Lectura del santo evangelio según san Lucas (14,15-24):
En aquel tiempo, uno de los comensales dijo a Jesús: «¡Dichoso el que coma en el banquete del reino de Dios!»
Jesús le contestó: «Un hombre daba un gran banquete y convidó a mucha gente; a la hora del banquete mandó un criado a avisar a los convidados: «Venid, que ya está preparado.» Pero ellos se excusaron uno tras otro. El primero le dijo: «He comprado un campo y tengo que ir a verlo. Dispénsame, por favor.» Otro dijo: «He comprado cinco yuntas de bueyes y voy a probarlas.
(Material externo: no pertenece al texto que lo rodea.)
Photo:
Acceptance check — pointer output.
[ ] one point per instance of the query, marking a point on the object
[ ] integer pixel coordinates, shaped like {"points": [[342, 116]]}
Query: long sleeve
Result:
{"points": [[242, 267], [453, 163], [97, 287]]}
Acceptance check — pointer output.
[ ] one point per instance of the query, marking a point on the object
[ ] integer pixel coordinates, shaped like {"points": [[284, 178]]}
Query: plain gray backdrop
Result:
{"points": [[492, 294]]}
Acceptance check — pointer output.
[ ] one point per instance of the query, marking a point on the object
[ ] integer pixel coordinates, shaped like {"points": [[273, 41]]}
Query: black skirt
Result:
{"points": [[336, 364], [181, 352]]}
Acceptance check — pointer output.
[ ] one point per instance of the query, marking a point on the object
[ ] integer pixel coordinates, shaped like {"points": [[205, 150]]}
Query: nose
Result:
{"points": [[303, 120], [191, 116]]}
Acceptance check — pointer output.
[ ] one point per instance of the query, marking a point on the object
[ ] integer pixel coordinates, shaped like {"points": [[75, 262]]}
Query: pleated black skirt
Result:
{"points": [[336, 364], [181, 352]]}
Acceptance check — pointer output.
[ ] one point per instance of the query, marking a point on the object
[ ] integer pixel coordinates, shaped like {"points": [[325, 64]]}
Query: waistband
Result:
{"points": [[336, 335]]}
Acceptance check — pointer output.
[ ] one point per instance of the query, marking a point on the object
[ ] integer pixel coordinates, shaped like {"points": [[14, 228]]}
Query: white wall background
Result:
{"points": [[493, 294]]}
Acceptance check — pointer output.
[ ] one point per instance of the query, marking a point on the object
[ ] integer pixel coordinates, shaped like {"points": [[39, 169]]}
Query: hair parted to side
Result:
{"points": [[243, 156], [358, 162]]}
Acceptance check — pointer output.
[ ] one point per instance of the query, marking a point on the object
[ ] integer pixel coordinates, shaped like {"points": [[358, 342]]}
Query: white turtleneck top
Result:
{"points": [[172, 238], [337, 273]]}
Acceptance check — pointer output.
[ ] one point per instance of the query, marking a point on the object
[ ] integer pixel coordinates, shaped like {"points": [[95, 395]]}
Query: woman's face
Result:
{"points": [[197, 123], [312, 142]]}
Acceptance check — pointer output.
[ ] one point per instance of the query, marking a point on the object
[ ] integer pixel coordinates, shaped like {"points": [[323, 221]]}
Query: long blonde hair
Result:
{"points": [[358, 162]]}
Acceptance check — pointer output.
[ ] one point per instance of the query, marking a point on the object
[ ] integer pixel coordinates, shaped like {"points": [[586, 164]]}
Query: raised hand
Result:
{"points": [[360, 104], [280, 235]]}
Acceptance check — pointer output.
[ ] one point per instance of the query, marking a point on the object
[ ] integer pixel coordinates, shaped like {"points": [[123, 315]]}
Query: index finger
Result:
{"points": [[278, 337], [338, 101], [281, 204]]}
Dispénsame, por favor.» Otro dijo: «Me acabo de casar y, naturalmente, no puedo ir.» El criado volvió a contárselo al amo. Entonces el dueño de casa, indignado, le dijo al criado: «Sal corriendo a las plazas y calles de la ciudad y tráete a los pobres, a los lisiados, a los ciegos y a los cojos.» El criado dijo: «Señor, se ha hecho lo que mandaste, y todavía queda sitio.» Entonces el amo le dijo: «Sal por los caminos y senderos e insísteles hasta que entren y se me llene la casa.» Y os digo que ninguno de aquellos convidados probará mi banquete.»
Palabra del Señor
Martes de la XXXI semana del Tiempo Ordinario. Año II.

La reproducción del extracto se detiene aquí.